On the failure of rescoring in virtual screening

Why automated virtual screening and docking remains hard and why expertise remains essential

This is a valuable study that should temper the enthusiasm of modelers applying docking-based virtual screening for protein targets while sparking some optimism on the utility of expert knowledge. In the last few years, the success of screening ultra-large virtual libraries in increasing hit rates has highlighted the potential utility of this approach. But with higher potential virtual hits also comes the problem of discriminating the right ones from the wrong ones.

There are usually two problems inherent in assessing the feasibility of virtual screening hits, both hinging on false vs true positives. The first problem concerns the elimination of bad poses that display strained conformations, unsatisfied hydrogen bonds, polar groups in apolar pockets etc. But even when these poses are removed using appropriate filters and visual inspection, there's still the second problem of distinguishing true from false positives using the right score.

For a long time scoring functions have been widely known to be inaccurate (although they sometimes work in the context of a specific series), so practitioners use a variety of rescoring techniques that try to take into account high energies, solvation, conformational focusing (the fishing out of a protein-bound conformation from multiple solution conformations), entropy etc.. The hope is that this kind of rescoring that considers much more of the physics might be better than any raw scoring.

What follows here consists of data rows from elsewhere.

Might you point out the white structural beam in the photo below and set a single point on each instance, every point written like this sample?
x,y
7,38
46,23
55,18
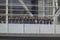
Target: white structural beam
x,y
23,4
54,17
7,14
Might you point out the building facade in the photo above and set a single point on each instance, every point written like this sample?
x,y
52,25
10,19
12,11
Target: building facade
x,y
30,16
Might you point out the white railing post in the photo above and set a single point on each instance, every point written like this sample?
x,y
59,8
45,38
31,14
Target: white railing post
x,y
7,14
54,23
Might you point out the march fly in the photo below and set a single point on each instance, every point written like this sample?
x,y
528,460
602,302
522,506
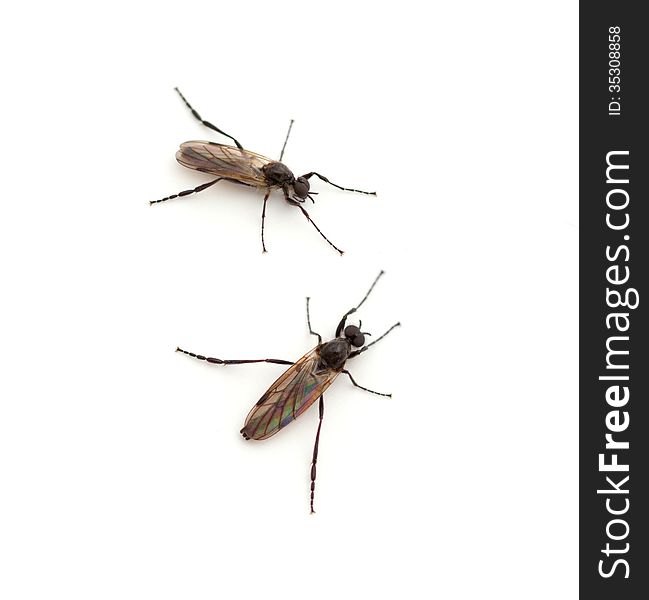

Unfortunately as the present study indicates, this is easier said than done. The authors use a variety of techniques including deep learning, quantum mechanical optimization and force fields to try to rescore hits from results across a variety of known ultra-large virtual screens. Careful statistics is applied to discriminate the true binders from the false ones. But as they conclude,

"True positive and false positive ligands remain hard to discriminate, whatever the complexity of the chosen scoring function. Neither a semiempirical quantum mechanics potential nor force-fields with implicit solvation models performed significantly better than empirical machine-learning scoring functions. Disappointingly, refining poses by molecular mechanics with implicit solvent only helps marginally. Reasons for scoring failures (erroneous pose, high ligand strain, unfavorable desolvation, missing explicit water, activity cliffs) have been known for a while and are reported again here, but cannot yet be globally addressed by a single rescoring method."

That's tough luck, because it means that automating any kind of scoring and rescoring process to yield reliable results is going to be hard, as is going to be consensus scoring where you think a variety of different rescoring functions agree on the same results. This of course does not mean that virtual screening is useless since there have been several successful campaigns that have not just improved both scaffold diversity and hit rates but have shown how bigger is often better.

I think the biggest take-home message from this study, as is apparent from several others, is that there is still no real substitute for an experienced computational chemist with good chemical intuition and expert knowledge, and even that isn't going to work all the time. But that's generally true of discovery of drug discovery as a whole. Sophistication of technique does not equate to better odds of success. No AI or physics-based protocol is going to replace the real experts any time soon. That might provide some solace, but it also means we have our work cut out for us if we are to generalize the full utility of computational techniques.